Today is World book Day in Ireland and the UK. I am so excited because today is the day I get to spend time with pupils in Scoil Iosagain chatting about the magic of reading and writing.

In a previous column I hinted at my mad passionate love affair with books and how I have spent whole days in bookshops but my affair with books didn’t start in bookshops.

It started on my mother’s knee or, in my case, hanging on to it (there were seven of us) as her enchanting voice would transport us to another place in time. From a very early age I was hooked. Recently, a cousin of mine uncovered a photograph of a very young me totally lost in the world of Enid Blyton. Her world—­­full of croquet and ginger ale—was much more exotic than mine so I believed writers did not belong in ordinary every-day life. But after reading some Heaney and MacLaverty a little later—they had a knack of making every day things sound exotic—I tried my hand anyway. When I won my first ever poetry competition on Radio Ulster I thought I had it made, so much so I wrote to Michael Longley and asked him how I could get published. He answered my query with an eloquent note written in his own joined up hand writing. It was short and sweet ─ something about time and metamorphosis and sprouting wings. I had no idea what he was on about so when it didn’t include a list of publishing houses I allowed my dream to fade for a while. Little did I know about metaphors at the time. I was barely nine years old!

Still, scribbled notepads and dog-eared books filled my days. Sunny summers were spent reading among whin bushes and thorn hedges with a bag of Tayto crisps and a bottle of orange squash except for every other Tuesday. That was the day the mobile library van rolled in and set up shop three miles away in my nearest village. With gasping breath and rasping thirst my sisters and I ran and stumbled, tripping over the tuffs of grass growing in the middle of our narrow country road, climbing the steep hills and racing down the other side full of anticipation and fear in case we missed it. From the minute we caught sight of its cream sides we fell silent and climbed up the steel steps into a world of wonder and joy. We never spoke until we stepped down again with an armful of books to face the three-mile walk home with our entertainment for the next fortnight. Pure bliss! The heels must have been cut of me but I don’t remember much about that. I only remember the books, the smell of them, and the unbearable choice of having to pick six out of hundreds of desirable books lining the insides of mobile heaven.

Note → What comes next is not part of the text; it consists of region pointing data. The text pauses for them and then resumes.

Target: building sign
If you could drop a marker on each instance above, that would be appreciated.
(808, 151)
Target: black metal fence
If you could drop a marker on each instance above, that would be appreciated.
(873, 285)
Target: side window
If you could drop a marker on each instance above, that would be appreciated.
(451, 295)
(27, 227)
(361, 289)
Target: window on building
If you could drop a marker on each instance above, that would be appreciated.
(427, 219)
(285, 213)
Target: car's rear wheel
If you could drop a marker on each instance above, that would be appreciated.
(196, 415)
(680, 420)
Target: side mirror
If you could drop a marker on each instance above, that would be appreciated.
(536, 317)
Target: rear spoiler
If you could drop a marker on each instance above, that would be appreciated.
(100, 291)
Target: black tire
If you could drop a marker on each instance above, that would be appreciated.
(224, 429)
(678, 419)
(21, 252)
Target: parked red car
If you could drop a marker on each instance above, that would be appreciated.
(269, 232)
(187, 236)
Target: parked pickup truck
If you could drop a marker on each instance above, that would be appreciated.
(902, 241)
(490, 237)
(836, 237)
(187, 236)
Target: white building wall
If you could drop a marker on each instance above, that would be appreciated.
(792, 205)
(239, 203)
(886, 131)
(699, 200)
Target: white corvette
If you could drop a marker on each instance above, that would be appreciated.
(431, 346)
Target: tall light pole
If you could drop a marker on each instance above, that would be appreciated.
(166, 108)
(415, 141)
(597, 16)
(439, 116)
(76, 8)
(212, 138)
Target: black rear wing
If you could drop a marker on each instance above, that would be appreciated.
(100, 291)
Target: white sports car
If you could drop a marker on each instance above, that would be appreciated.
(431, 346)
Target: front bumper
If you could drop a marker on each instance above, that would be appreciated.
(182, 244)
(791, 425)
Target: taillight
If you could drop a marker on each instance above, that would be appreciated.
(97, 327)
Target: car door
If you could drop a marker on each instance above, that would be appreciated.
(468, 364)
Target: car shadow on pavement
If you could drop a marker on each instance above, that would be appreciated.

Today I will relive the excitement of youthful reading once again through the eyes of the children in Scoil Iosagain, their eagerness to share their reading and their stories and the magic of books. I can’t wait. I am a bit jealous though. Their school has the most amazing library and they only have to walk across the road to the very charming and child friendly community library, one of many in Inishowen. The thing that really turns me green with envy is the fact they can pick ten and they are open Tuesday to Saturday every week including Wednesday evenings so you can return as often as you like and you can stay as long as you want. They don’t charge rent ─ I can vouch for that.



2 thoughts on “The Magic of Books

  1. […] to read a little more about my day and how I developed my love for reading? The magic of books  published in the Inishowen Independent today will fill you in. Share […]

  2. Brigitte says:

    Child-like wonder is always good for the soul and great reminders of how we once thought. Hope some of that feel-good stuff stays with you as you surround yourself with it! Happy World Book Day.